Because of the physiologic and metabolic changes that occur during acclimatization, we hypothesized that LCGU may be normal during prolonged hypoxia. We exposed five Sprague-Dawley rats to hypoxia (air at 380 mm Hg) for 2 weeks (hypoxic group) and six rats to 2 weeks of hypoxia followed by 2 weeks of recovery in room air (recovered group). Six control rats breathed room air (control group).
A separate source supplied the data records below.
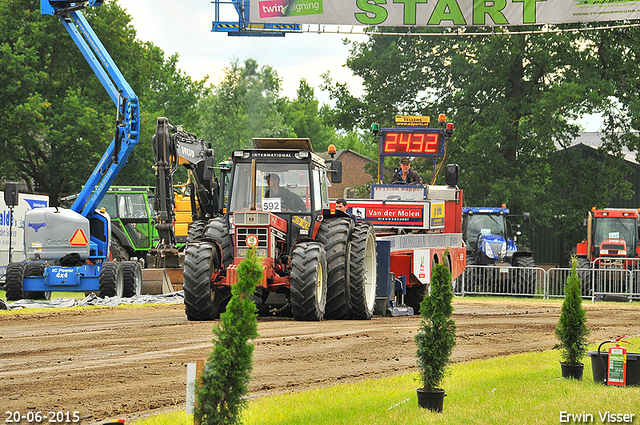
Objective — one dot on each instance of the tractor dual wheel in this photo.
(110, 282)
(201, 301)
(216, 231)
(334, 235)
(308, 281)
(362, 269)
Regional brain glucose utilization was measured in awake animals by using 2-[C]deoxyglucose autoradiography. Glucose utilization was comparable in the control and recovered groups and in most brain regions of hypoxic animals. Glucose utilization was decreased slightly in 10 of 12 gray matter regions examined and was 20 to 25% lower (p <0.05) in the olfactory and auditory cortices, the caudate nucleus, and the superior olive of the hypoxic group. White matter glucose utilization was unchanged. Hypoxic rats, compared to controls, had a lower PaO2 (53 +/- 3 vs. 76 +/- 3 mm Hg, mean SEM, respectively), a lower PaCO2 (22 +/- 1 vs. 36 +/- 2 mm Hg), and a higher mean pulmonary artery pressure (46 +/- 3 vs. 14 +/- 3 mm Hg) and hematocrit (61 +/- 2% vs. 48 +/- 1%; p <0.005 for all comparisons). Pulmonary hypertension and polycythemia persisted in recovered rats. Arterial pressure, pH, and plasma glucose were unaffected. Therefore, while acute hypoxia may increase glucose utilization in most brain structures, prolonged exposure does not.